For advised drawdown, the adviser should do their own shopping around for the most cost-effective solution and charge an appropriate fee for their advice.
The case is different for non-advised drawdown or where a client rolls over into their provider drawdown plan. As there is no adviser to identify the best solution, the onus is on the customer and they will benefit from clear information about both product costs and investment options. The FCA’s intervention in this area is most welcome.

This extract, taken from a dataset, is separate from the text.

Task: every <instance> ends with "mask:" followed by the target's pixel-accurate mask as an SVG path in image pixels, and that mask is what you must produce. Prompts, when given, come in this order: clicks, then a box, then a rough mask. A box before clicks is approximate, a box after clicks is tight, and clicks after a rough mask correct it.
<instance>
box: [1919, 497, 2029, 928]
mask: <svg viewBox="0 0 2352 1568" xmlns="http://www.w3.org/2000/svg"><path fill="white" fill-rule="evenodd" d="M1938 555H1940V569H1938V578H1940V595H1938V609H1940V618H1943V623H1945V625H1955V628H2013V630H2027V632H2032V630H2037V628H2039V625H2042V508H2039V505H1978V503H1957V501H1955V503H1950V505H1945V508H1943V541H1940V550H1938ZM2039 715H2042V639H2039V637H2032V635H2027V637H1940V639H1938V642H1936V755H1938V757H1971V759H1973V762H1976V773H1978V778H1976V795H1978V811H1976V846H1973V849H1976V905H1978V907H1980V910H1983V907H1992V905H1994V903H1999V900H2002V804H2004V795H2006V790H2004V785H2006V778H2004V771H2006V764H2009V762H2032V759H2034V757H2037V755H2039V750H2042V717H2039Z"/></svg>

It is worth making two comments about costs. The first is that if someone can reduce their running costs by 1 per cent, for instance from 2 per cent to 1 per cent, this does not have to be an invisible saving. In the right circumstances it could be taken as extra income. A 1 per cent saving on a £ 100,000 pension pot is £1,000 and who would not want an extra £1,000 a year? Secondly, the biggest impact on the returns is investment performance, which means a low-cost drawdown, but with unsuitable investment will produce a worse outcome than a higher cost drawdown with suitable investments.
Shopping around for the best drawdown plan is important, but as there are so many moving parts it is more complicated than shopping around for the best annuity but equally as important.
One of the paradoxes of drawdown is that it is a very easy thing to understand; you invest the pension pot and take regular income payments and when you die you can leave the money to the family. But it is a very complex thing to manage properly because a good adviser will be watching fund performance and any changes in attitude to risk or personal circumstances as well as monitoring annuity rates.
This is now probably one of the most difficult areas in personal planning, which means that advisers must constantly brush up on their skills and market intelligence while non-advised customers need all the help they can get.